データ・サイエンス・ナイジェリア(Data Science Nigeria)の研究チームは2021年、コンピュータービジョンのアルゴリズムを訓練する際、西洋の洋服に関しては豊富なデータセットからデータを選べるのに対して、アフリカの衣服に関するデータセットはまったく存在しないことを指摘した。同チームは、人工知能(AI)を使い、アフリカのファッションの人工的な画像というまったく新しいデータセットをゼロから生成することによって、その不均衡の解消に取り組んだ。
このような合成(シンセティック)データ・セット、つまり本物のデータと同じ統計的特性を備えたコンピューター生成サンプルは、データへの需要が急増している機械学習の世界においてますます一般的なものになっている。こうした偽データは、本物のデータが乏しかったり、機密性が高かったりして、本物のデータを使用できない分野でAIを訓練する目的に使用される。例えば、医療記録や個人の金融データといったものだ。
合成データのアイデア自体は新しいものではない。例えば無人乗用車はバーチャルな道路で訓練されている。だが、この1年で合成データのテクノロジーは広く普及し、今では山ほどのスタートアップや大学がサービスを提供している。例えば、データジェン(Datagen)やシンセシスAI(Synthesis AI)は、要求に応じて人の顔をデジタル生成して提供しているし、金融や保険の合成データを提供している企業もある。マサチューセッツ工科大学(MIT)のデータ・トゥ・AIラボ(Data to AI Lab)が2021年に立ち上げたプロジェクト「シンセティック・データ・ボルト(Synthetic Data Vault)」では、さまざまな種類のデータを作成するオープンソース・ツールを提供している。
合成データセットのブームを牽引しているのは、生成するものが画像であれ医療記録であれ、本物そっくりの偽サンプルの生成を得意とするタイプのAIである「敵対的生成ネットワーク(GAN)」だ。

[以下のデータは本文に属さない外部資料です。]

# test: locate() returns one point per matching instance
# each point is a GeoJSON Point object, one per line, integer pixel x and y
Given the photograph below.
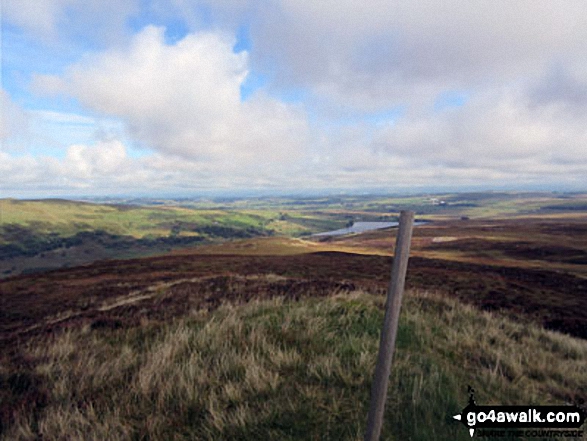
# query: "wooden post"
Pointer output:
{"type": "Point", "coordinates": [390, 322]}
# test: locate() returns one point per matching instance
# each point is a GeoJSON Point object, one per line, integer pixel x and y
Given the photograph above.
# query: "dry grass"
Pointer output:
{"type": "Point", "coordinates": [289, 370]}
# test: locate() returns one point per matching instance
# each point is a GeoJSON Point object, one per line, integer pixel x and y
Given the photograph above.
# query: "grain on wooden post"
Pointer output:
{"type": "Point", "coordinates": [390, 323]}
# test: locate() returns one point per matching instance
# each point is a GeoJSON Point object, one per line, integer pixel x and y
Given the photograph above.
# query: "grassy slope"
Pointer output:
{"type": "Point", "coordinates": [287, 370]}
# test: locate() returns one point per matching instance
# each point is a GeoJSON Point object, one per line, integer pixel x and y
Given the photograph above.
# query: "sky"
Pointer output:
{"type": "Point", "coordinates": [184, 97]}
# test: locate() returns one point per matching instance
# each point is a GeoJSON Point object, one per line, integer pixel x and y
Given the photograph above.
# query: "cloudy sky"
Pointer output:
{"type": "Point", "coordinates": [181, 97]}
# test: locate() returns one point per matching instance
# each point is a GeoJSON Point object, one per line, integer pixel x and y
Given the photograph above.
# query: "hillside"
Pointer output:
{"type": "Point", "coordinates": [280, 369]}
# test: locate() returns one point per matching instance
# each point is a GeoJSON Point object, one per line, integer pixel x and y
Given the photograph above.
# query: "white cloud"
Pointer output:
{"type": "Point", "coordinates": [101, 20]}
{"type": "Point", "coordinates": [184, 99]}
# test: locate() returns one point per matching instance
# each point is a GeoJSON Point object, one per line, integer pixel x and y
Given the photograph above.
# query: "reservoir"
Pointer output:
{"type": "Point", "coordinates": [361, 227]}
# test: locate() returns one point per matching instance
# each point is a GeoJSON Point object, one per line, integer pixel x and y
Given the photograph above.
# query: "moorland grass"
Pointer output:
{"type": "Point", "coordinates": [282, 370]}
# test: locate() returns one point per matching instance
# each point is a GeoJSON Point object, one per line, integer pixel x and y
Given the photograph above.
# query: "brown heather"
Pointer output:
{"type": "Point", "coordinates": [285, 370]}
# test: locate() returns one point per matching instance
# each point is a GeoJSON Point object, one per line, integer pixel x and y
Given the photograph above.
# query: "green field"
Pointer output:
{"type": "Point", "coordinates": [37, 235]}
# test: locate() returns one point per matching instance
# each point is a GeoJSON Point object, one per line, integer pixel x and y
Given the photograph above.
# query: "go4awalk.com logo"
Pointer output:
{"type": "Point", "coordinates": [506, 418]}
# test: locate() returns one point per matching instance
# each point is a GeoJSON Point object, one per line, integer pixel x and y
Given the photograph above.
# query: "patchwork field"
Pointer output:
{"type": "Point", "coordinates": [274, 337]}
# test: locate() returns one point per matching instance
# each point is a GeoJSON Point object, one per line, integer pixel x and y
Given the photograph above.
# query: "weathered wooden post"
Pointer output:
{"type": "Point", "coordinates": [390, 323]}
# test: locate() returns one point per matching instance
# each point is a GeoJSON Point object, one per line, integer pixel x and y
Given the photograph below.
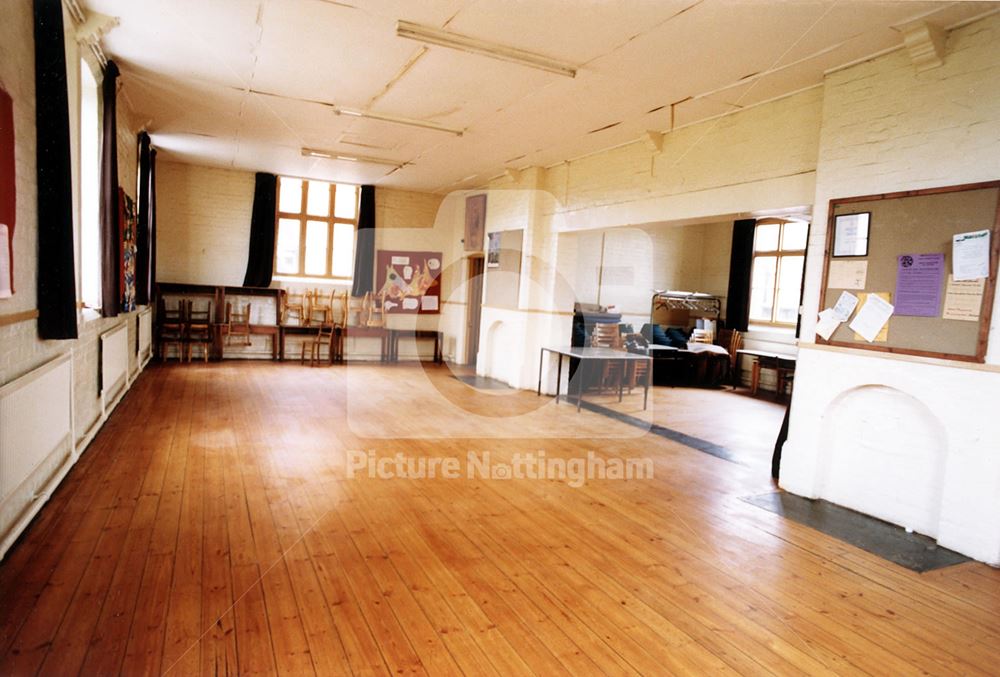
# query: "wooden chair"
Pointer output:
{"type": "Point", "coordinates": [172, 328]}
{"type": "Point", "coordinates": [199, 329]}
{"type": "Point", "coordinates": [341, 307]}
{"type": "Point", "coordinates": [637, 372]}
{"type": "Point", "coordinates": [356, 313]}
{"type": "Point", "coordinates": [732, 341]}
{"type": "Point", "coordinates": [375, 315]}
{"type": "Point", "coordinates": [319, 304]}
{"type": "Point", "coordinates": [608, 335]}
{"type": "Point", "coordinates": [323, 337]}
{"type": "Point", "coordinates": [238, 324]}
{"type": "Point", "coordinates": [294, 303]}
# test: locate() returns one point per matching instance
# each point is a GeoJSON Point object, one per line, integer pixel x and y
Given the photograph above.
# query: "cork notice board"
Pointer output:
{"type": "Point", "coordinates": [918, 222]}
{"type": "Point", "coordinates": [503, 281]}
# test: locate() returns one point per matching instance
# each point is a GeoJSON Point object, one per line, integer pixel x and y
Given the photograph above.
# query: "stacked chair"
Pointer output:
{"type": "Point", "coordinates": [198, 329]}
{"type": "Point", "coordinates": [238, 324]}
{"type": "Point", "coordinates": [172, 329]}
{"type": "Point", "coordinates": [294, 303]}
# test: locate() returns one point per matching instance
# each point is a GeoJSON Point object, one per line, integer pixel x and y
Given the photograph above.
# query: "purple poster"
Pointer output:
{"type": "Point", "coordinates": [919, 278]}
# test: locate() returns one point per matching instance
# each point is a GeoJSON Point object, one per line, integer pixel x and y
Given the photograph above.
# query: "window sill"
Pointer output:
{"type": "Point", "coordinates": [89, 315]}
{"type": "Point", "coordinates": [771, 334]}
{"type": "Point", "coordinates": [335, 281]}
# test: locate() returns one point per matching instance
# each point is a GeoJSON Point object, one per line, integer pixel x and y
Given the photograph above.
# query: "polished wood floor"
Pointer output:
{"type": "Point", "coordinates": [211, 528]}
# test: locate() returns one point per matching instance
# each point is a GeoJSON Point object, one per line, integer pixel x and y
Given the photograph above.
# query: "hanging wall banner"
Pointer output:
{"type": "Point", "coordinates": [8, 194]}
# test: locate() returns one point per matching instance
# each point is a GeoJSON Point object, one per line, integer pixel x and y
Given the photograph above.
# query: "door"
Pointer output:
{"type": "Point", "coordinates": [474, 309]}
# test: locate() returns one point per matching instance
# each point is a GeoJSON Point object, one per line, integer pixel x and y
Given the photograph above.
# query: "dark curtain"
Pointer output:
{"type": "Point", "coordinates": [260, 259]}
{"type": "Point", "coordinates": [111, 239]}
{"type": "Point", "coordinates": [142, 238]}
{"type": "Point", "coordinates": [740, 262]}
{"type": "Point", "coordinates": [150, 279]}
{"type": "Point", "coordinates": [364, 251]}
{"type": "Point", "coordinates": [56, 268]}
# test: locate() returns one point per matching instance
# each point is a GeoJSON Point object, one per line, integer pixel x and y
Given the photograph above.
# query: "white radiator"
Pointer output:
{"type": "Point", "coordinates": [114, 366]}
{"type": "Point", "coordinates": [36, 442]}
{"type": "Point", "coordinates": [145, 350]}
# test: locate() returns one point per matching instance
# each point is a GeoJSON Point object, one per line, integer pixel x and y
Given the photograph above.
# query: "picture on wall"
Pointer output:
{"type": "Point", "coordinates": [493, 251]}
{"type": "Point", "coordinates": [128, 222]}
{"type": "Point", "coordinates": [8, 195]}
{"type": "Point", "coordinates": [409, 282]}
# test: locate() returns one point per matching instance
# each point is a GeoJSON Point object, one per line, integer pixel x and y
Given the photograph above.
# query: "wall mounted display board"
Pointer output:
{"type": "Point", "coordinates": [409, 282]}
{"type": "Point", "coordinates": [8, 195]}
{"type": "Point", "coordinates": [910, 262]}
{"type": "Point", "coordinates": [475, 222]}
{"type": "Point", "coordinates": [503, 282]}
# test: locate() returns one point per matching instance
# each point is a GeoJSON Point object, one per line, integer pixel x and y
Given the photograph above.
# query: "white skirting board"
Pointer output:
{"type": "Point", "coordinates": [36, 443]}
{"type": "Point", "coordinates": [144, 337]}
{"type": "Point", "coordinates": [115, 379]}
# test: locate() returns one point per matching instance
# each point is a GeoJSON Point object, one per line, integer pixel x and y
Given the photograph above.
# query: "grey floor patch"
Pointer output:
{"type": "Point", "coordinates": [913, 551]}
{"type": "Point", "coordinates": [483, 383]}
{"type": "Point", "coordinates": [697, 443]}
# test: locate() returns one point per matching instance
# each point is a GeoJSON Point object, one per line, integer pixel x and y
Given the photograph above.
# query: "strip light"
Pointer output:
{"type": "Point", "coordinates": [465, 43]}
{"type": "Point", "coordinates": [334, 155]}
{"type": "Point", "coordinates": [422, 124]}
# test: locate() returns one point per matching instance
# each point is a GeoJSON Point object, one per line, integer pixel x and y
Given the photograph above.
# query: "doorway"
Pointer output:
{"type": "Point", "coordinates": [474, 309]}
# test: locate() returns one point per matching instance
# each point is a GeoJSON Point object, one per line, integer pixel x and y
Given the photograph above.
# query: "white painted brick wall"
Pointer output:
{"type": "Point", "coordinates": [20, 348]}
{"type": "Point", "coordinates": [888, 128]}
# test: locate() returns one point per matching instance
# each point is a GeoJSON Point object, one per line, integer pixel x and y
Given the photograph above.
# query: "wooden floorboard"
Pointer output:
{"type": "Point", "coordinates": [212, 528]}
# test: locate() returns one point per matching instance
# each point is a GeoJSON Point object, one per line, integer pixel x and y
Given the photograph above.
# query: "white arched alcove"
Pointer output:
{"type": "Point", "coordinates": [884, 453]}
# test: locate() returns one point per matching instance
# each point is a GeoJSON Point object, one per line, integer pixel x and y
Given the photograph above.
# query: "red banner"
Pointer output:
{"type": "Point", "coordinates": [8, 193]}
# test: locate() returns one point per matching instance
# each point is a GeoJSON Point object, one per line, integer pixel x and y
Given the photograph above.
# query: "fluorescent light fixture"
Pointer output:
{"type": "Point", "coordinates": [334, 155]}
{"type": "Point", "coordinates": [422, 124]}
{"type": "Point", "coordinates": [465, 43]}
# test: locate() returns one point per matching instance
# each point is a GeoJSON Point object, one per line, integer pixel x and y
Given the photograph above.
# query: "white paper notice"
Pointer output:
{"type": "Point", "coordinates": [5, 291]}
{"type": "Point", "coordinates": [872, 317]}
{"type": "Point", "coordinates": [963, 300]}
{"type": "Point", "coordinates": [845, 306]}
{"type": "Point", "coordinates": [847, 275]}
{"type": "Point", "coordinates": [827, 323]}
{"type": "Point", "coordinates": [970, 255]}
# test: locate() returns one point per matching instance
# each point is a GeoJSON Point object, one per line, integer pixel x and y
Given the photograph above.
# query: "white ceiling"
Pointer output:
{"type": "Point", "coordinates": [249, 83]}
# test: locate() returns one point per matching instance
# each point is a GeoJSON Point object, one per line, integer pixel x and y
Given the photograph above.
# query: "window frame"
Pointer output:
{"type": "Point", "coordinates": [88, 311]}
{"type": "Point", "coordinates": [778, 254]}
{"type": "Point", "coordinates": [303, 217]}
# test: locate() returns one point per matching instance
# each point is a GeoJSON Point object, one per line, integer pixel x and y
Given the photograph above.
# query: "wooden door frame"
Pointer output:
{"type": "Point", "coordinates": [475, 268]}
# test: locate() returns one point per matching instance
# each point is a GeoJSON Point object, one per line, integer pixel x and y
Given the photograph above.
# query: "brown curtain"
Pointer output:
{"type": "Point", "coordinates": [147, 216]}
{"type": "Point", "coordinates": [364, 250]}
{"type": "Point", "coordinates": [740, 264]}
{"type": "Point", "coordinates": [56, 260]}
{"type": "Point", "coordinates": [260, 257]}
{"type": "Point", "coordinates": [151, 275]}
{"type": "Point", "coordinates": [111, 243]}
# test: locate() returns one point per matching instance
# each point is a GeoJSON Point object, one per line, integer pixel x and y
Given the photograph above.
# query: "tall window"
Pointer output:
{"type": "Point", "coordinates": [90, 189]}
{"type": "Point", "coordinates": [779, 254]}
{"type": "Point", "coordinates": [316, 224]}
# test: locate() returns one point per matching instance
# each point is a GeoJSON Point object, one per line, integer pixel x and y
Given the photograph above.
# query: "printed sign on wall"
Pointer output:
{"type": "Point", "coordinates": [8, 194]}
{"type": "Point", "coordinates": [409, 282]}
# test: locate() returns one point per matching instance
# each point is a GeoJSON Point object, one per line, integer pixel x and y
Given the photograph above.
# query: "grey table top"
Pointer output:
{"type": "Point", "coordinates": [592, 353]}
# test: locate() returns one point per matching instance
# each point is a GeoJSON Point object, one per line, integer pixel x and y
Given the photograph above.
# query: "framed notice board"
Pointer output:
{"type": "Point", "coordinates": [409, 282]}
{"type": "Point", "coordinates": [503, 280]}
{"type": "Point", "coordinates": [901, 228]}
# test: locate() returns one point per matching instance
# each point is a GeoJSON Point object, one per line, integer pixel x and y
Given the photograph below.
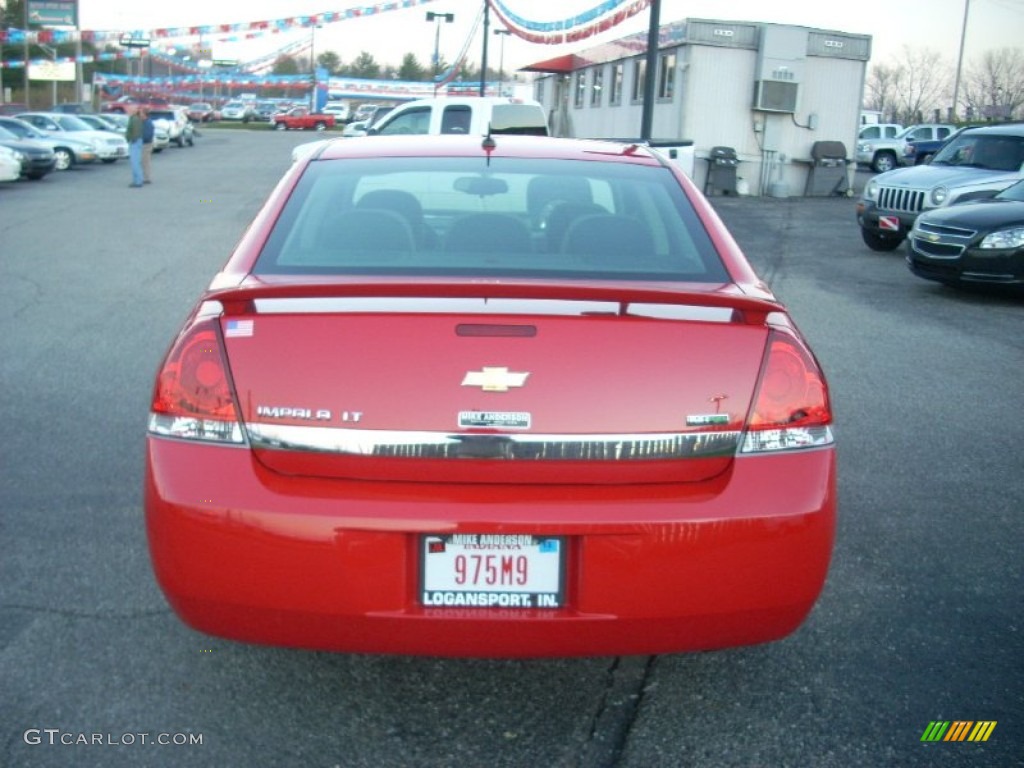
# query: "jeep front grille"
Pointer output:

合成データの支持者らは、合成データは多くのデータセットに存在するバイアス(偏り)を回避できると主張している。だがそれは、合成データを生成するために使用された本物のデータに偏りがない場合においてのみ成り立つ主張だ。例えば、白人の顔より黒人の顔の方が少ないデータで訓練されたGANは、黒人の顔の割合が高い合成データセットを作成できるかもしれない。だが、元データに限界があるため、作成される顔が実物らしくないものになる可能性がある。